In this work, recently developed modified simple equation (MSE) method is applied to find exact traveling wave solutions of nonlinear evolution equations (NLEEs). To do so, we consider the (1 + 1)-dimensional nonlinear dispersive modified Benjamin-Bona-Mahony (DMBBM) equation and coupled Klein-Gordon (cKG) equations. Two classes of explicit exact solutions–hyperbolic and trigonometric solutions of the associated equations are characterized with some free parameters. Then these exact solutions correspond to solitary waves for particular values of the parameters.

PACS numbers

02.30.Jr; 02.70.Wz; 05.45.Yv; 94.05.Fg

Keywords

MSE methodNLEEsDMBBM equationcKG equationSolitary waveExact solutions

Introduction

The study of NLEEs, i.e., partial differential equations with time derivatives has a rich and long history, which has continued to attract attention in the last few decays. There are many examples throughout the world where NLEEs play an important role in controlling the natural systems. Because the majority of the phenomena in real world can be described by using NLEEs. NLEEs are frequently used to explain many problems of meteorology, population dynamics, fluid mechanics, plasma physics, optical fibers, biology, solid state physics, chemical kinematics, geochemistry, nanotechnology etc. By the aid of exact solutions, when they exist, the phenomena modeled by these NLEEs can be better understood. Therefore, the study of the traveling wave solutions for NLEEs plays an important role in the study of nonlinear physical phenomena.

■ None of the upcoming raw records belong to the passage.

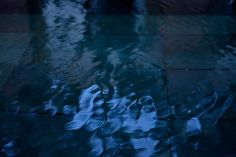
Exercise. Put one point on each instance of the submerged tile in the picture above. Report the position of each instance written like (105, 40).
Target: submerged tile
(200, 52)
(208, 139)
(204, 94)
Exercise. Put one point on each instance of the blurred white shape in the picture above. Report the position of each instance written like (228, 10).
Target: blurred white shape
(97, 146)
(69, 109)
(52, 108)
(78, 121)
(146, 146)
(193, 126)
(9, 149)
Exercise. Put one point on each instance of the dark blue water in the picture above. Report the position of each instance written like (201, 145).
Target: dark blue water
(118, 78)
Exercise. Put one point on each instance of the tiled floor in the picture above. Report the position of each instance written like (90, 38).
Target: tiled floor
(189, 73)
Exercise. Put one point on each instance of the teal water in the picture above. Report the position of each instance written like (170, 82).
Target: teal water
(78, 84)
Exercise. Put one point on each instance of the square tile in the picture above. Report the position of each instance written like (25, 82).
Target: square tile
(195, 137)
(199, 51)
(204, 94)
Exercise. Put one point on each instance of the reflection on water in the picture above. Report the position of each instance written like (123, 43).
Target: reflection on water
(125, 85)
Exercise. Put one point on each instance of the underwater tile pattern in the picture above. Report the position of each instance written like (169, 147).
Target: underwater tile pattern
(118, 86)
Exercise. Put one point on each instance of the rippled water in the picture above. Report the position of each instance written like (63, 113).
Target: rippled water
(122, 85)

In recent years, the exact solutions of NLEEs have been investigated by many authors who are interested in nonlinear physical phenomena. Many powerful methods have been presented by diverse group of mathematicians and physicists such as the Hirota’s bilinear transformation method (Hirota 1973) (Hirota and Satsuma 1981), the tanh-function method (Malfliet 1992; Nassar et al. 2011), the F-expansion method (Zhou et al. 2003), the (G′/G)-expansion method (Wang et al. 2008; Zayed 2010; Zayed and Al-Joudi 2010, Zayed and Gepreel 2009; Akbar et al. 2012a, 2012b, 2012c, 2012d; Akbar and Ali 2011a; Shehata 2010; Zayed and Al-Joudi 2010; Naher et al. 2012a, 2013; Naher and Abdullah 2012, 2013), the enhanced (G′/G)-expansion method (Khan et al. 2014, Khan and Akbar, 2014; Islam et al. 2014), the Exp-function method (He and Wu 2006; Bekir and Boz 2008; Akbar and Ali 2011b; Naher et al. 2011, 2012b; Yusufoglu 2008), the homogeneous balance method (Wang 1995; Zayed et al, 2004), the Adomian decomposition method (Adomian 1994), the homotopy perturbation method (Mohiud-Din 2007), the extended tanh-method (Abdou 2007; Fan 2000), the auxiliary equation method (Sirendaoreji 2004), the Jacobi elliptic function method (Ali 2011), Modified Exp-function method (He et al. 2012), the Modified simple equation method (Jawad et al. 2010; Zayed 2011; Zayed and Ibrahim 2012) and so on.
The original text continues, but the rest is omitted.